Located on the Lost Angel wall, possibly the region’s biggest and best chunk of granite, China Doll is already being hailed as Colorado’s most difficult trad pitch.

Mike Patz barely sticking the crux of the new, stylistically improved  China Doll (5.14a).

Kyle Copeland and Marc Hirt established China Doll in 1981, climbing the route to the top in five pitches at 5.9 A3+. Later, the first 25 feet were freed at 5.11, but left the wall’s most prominent feature, an increasingly steep, right-arching thin crack, open for a first free ascent.

In the late 1980s, Bob Horan worked this section on trad gear, and thought that it might be 5.13c/d. The gear was cruxy, so Horan added bolts to the route and sent the second pitch in 1996.

“In the past,” said Horan, “I have sent some beautiful lines with marginal gear, and they went unrepeated because of this. I felt, ‘What a waste. A beautiful line that only a few people will ever want to get up the nerve to send.’ After putting all that time into it, I figured why not make it so you can do it safely?”

With the new bolts, Horan thought China Doll might only be 5.13b, though it is now called 5.13c since a foothold fell off. Adam Stack eschewed the bolts for the route’s first traditional ascent. Despite his stylistic improvement, the bolts stayed in and China Doll remained a popular project for burly sport climbers.

As a clip up, China Doll ended at the anchors Horan had placed to work the moves out on toprope. As a trad climb, however, it ended arbitrarily, and there was an even harder-looking extension to the crack, one that had been spared the addition of bolts. Chris Weidner added an anchor at a good stance at the end of the splitter climbing, allowing FFA aspirants to try to free China Doll’s second pitch. Weidner, Mike Patz, Luna Keely and others tried, though honors again went to Adam Stack, who thought this extension by itself might be 5.13c/d.

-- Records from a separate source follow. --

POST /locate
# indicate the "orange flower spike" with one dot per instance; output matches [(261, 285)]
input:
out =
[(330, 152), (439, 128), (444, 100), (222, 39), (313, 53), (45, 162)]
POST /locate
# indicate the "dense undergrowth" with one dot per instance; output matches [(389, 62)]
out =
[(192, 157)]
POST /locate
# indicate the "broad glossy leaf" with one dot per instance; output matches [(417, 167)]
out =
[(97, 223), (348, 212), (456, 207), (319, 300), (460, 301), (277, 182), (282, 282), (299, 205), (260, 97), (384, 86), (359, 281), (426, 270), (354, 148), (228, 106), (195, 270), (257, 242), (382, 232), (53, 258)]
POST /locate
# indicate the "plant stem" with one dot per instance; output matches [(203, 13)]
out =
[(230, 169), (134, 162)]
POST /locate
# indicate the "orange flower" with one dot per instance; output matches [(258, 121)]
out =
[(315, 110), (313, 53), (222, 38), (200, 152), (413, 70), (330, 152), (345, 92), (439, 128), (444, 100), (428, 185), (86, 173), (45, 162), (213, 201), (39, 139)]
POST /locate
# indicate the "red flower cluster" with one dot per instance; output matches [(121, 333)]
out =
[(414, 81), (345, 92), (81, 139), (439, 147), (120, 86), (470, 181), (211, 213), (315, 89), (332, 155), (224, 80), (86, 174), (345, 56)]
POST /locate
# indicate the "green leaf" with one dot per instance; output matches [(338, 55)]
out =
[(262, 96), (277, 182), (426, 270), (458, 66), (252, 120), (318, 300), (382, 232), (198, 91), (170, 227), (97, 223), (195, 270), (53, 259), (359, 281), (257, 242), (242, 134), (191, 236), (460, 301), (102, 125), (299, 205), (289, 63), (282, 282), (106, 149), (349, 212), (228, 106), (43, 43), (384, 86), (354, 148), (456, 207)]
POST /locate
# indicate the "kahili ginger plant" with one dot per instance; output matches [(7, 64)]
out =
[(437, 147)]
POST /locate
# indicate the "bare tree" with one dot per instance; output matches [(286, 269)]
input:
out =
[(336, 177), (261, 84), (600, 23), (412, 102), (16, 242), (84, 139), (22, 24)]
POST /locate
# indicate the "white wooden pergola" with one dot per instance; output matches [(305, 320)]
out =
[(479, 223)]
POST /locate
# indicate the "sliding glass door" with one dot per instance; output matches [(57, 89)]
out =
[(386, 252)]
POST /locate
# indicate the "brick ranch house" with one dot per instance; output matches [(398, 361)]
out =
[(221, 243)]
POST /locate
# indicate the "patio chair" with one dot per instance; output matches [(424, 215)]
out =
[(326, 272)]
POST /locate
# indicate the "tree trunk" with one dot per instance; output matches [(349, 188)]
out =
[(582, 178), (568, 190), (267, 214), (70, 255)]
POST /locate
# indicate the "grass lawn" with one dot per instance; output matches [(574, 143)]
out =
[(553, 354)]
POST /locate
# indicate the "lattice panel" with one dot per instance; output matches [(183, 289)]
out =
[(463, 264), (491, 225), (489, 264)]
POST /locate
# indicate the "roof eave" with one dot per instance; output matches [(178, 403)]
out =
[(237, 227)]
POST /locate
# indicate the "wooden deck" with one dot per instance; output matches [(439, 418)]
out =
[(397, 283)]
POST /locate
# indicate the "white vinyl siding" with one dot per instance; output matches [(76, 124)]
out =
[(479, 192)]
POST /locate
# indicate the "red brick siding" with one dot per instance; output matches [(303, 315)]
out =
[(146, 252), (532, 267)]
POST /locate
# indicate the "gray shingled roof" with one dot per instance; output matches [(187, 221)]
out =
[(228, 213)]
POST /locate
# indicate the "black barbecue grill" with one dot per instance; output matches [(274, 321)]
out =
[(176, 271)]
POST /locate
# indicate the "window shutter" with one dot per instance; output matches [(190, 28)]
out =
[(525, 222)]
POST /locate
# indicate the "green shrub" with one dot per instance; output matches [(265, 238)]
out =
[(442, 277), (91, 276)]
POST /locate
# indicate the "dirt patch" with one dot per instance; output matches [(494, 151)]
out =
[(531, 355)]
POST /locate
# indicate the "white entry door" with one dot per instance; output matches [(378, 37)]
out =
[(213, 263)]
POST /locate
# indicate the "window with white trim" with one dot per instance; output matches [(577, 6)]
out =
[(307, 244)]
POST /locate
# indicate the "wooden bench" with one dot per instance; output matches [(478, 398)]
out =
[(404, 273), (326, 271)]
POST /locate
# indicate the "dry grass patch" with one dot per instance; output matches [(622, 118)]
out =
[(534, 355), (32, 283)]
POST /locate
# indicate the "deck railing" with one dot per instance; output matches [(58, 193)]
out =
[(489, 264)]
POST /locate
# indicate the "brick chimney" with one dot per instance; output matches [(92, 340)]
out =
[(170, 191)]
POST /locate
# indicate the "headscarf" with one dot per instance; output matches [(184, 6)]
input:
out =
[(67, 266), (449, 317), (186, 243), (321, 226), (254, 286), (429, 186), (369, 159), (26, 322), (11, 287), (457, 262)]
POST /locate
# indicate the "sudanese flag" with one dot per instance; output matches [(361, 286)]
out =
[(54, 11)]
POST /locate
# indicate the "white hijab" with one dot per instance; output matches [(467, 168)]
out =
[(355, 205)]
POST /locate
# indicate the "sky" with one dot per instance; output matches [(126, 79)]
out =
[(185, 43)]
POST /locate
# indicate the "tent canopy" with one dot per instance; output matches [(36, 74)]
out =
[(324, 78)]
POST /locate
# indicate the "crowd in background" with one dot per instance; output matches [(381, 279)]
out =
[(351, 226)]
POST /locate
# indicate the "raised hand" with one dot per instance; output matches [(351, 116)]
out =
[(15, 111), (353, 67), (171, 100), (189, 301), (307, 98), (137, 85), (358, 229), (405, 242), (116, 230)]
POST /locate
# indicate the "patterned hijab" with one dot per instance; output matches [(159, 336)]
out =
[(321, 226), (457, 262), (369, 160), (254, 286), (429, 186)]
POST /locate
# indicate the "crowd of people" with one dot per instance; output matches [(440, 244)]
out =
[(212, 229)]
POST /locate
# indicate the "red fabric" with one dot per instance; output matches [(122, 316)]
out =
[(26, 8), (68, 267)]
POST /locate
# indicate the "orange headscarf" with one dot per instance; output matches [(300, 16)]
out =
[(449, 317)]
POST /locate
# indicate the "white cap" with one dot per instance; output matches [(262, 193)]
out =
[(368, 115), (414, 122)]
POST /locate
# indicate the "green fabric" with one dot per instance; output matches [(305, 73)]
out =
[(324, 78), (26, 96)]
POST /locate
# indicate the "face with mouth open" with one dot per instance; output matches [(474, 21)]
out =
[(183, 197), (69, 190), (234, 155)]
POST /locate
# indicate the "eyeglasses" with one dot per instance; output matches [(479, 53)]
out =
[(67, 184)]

Patz, for one, thought the crack should be climbed in modern trad style: as one long pitch, with gear placed on lead. “At the time, I could not fathom myself doing it,” he said. “I thought Adam, a 5.14+ climber, would go ahead and do it. But Adam didn’t take it on.”

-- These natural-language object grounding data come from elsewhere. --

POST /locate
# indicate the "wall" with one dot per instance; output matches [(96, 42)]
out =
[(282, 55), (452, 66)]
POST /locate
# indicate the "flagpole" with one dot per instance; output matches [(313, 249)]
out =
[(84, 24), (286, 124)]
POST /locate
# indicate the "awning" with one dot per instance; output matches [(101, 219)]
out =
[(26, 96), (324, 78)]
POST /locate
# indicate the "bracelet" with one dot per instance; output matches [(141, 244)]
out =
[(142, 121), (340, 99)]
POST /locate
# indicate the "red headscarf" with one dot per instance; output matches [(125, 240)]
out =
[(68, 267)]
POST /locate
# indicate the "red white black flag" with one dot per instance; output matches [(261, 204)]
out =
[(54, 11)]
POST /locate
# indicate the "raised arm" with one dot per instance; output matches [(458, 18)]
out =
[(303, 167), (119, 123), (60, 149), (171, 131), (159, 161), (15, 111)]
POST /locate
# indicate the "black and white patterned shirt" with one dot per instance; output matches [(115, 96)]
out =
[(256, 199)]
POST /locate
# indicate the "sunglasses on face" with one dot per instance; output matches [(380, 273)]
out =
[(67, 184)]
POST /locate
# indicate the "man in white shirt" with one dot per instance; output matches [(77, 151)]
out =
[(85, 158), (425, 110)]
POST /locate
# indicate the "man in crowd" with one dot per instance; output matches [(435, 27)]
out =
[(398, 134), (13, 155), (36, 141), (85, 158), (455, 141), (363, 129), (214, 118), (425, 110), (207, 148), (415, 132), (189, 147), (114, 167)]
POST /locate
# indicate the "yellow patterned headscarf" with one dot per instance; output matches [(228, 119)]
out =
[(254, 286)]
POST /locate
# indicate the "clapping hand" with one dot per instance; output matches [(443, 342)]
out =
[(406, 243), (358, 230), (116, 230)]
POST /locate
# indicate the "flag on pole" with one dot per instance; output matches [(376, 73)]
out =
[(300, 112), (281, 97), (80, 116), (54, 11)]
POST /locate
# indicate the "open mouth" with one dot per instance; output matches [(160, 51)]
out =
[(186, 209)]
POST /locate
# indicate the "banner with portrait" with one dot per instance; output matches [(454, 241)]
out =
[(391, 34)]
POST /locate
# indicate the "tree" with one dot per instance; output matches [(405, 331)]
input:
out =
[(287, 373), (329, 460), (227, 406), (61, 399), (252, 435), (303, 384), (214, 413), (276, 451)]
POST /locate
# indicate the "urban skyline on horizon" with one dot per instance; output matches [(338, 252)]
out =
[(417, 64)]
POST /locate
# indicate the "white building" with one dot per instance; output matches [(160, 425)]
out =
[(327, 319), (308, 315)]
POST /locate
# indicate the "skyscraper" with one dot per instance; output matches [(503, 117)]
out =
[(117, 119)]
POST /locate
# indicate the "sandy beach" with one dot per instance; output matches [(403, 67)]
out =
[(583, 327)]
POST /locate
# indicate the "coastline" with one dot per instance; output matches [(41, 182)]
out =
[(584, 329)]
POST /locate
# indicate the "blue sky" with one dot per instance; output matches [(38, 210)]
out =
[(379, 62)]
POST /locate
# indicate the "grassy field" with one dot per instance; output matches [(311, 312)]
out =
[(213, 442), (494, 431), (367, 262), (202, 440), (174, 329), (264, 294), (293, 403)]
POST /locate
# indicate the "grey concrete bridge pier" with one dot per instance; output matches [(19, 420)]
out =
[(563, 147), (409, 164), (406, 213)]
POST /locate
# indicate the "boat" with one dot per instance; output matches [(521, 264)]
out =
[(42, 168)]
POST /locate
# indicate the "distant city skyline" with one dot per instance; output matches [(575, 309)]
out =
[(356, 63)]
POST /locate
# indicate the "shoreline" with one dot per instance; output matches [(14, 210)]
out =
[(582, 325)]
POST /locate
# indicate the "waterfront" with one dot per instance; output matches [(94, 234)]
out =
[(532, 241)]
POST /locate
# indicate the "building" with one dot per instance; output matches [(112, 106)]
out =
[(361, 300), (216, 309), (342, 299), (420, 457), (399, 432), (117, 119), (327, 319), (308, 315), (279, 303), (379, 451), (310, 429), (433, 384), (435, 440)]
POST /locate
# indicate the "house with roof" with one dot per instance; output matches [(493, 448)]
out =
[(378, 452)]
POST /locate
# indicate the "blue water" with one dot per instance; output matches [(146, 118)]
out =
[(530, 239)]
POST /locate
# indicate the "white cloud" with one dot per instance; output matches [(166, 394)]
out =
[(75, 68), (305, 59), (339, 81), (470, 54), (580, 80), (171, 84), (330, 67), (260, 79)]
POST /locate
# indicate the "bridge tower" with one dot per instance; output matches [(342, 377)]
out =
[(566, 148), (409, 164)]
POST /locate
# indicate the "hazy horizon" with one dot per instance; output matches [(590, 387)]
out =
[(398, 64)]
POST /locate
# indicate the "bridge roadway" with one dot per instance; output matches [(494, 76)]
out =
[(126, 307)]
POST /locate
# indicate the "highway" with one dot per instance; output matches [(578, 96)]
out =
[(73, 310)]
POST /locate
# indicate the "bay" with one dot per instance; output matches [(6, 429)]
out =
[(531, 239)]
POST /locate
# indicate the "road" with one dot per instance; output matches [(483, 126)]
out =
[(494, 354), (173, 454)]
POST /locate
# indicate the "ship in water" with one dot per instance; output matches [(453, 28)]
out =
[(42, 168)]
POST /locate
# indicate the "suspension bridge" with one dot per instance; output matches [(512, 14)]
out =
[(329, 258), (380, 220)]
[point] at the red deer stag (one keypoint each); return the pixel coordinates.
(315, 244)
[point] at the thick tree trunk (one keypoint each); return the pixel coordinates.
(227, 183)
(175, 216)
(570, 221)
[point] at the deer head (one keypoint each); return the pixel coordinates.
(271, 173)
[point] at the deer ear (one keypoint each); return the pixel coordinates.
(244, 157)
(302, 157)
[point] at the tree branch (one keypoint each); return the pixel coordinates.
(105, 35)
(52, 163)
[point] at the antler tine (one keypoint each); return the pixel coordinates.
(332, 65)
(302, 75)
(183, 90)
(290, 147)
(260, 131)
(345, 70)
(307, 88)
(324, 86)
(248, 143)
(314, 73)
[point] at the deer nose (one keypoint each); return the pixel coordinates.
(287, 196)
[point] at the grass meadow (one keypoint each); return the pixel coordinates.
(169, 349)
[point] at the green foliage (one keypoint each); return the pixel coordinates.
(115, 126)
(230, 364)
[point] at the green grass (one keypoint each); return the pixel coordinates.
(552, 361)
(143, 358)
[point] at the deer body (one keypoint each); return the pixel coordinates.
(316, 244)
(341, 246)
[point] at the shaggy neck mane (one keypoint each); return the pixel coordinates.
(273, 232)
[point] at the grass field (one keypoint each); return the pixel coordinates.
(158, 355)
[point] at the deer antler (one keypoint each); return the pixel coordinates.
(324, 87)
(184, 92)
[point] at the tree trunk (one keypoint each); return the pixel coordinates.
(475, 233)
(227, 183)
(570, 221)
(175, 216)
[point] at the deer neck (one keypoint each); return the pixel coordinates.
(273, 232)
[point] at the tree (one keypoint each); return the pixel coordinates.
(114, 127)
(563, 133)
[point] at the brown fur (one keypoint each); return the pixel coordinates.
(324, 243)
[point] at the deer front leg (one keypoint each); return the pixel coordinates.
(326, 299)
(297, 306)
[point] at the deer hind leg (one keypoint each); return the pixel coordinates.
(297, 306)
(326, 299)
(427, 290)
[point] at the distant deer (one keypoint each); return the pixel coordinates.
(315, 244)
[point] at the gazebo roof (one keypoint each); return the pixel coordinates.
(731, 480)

Mike Patz, 23 years old, is quiet and intensely driven. He grew up in Grand Junction, Colorado, one of the most underrated climbing towns in the country, with easy access to desert cracks, the Black Canyon and Rifle. Patz became an accomplished trad and sport climber, with ascents like Zulu (5.14a) at Rifle under his belt.

Patz sent the bolted section of China Doll, clipping the steel, in 2004. He began working on linking the upper headwall this spring with Brian Kimball, also a Colorado native and a good sport climber gone trad.

==

Kimball became the first to link the complete China Doll in one long pitch on toprope, and thought it was solid at 5.14a. Though Kimball appeared closer to the FFA, it was Patz who freed the full version first on June 5.

Bill Ramsey belayed the ascent. “When I had belayed Mike on an earlier attempt, he protected the crux sequence with two nuts. On the send, he put in only one, and then went for it. At one point, he was looking at about a 40- or 50-foot fall onto a ramp. I was very happy not to find out what would’ve happened.”

Patz says he wouldn’t mind if someone removed Horan’s bolts, but because they were placed off to the side, he was never distracted by their presence. “I originally [used the bolts] and it was a nice route. But there are so many bolted climbs of all grades, while China Doll is a rare gem. A beautiful, sustained and protectable hard trad climb.”

He would mind, however, if someone decided to continue the bolt line up his extension.

“That would be horrible! Trad climbing is still rock climbing, and rock climbing is supposed to be hard! Trad climbing at your redpoint limit is a really rewarding form of climbing. I don’t know whether it was wrong to bolt China Doll 11 years ago, but given today’s standards, it is clearly wrong to bolt a splitter crack that takes bomber gear.”

Patz is slated to attend medical school at Harvard University this fall.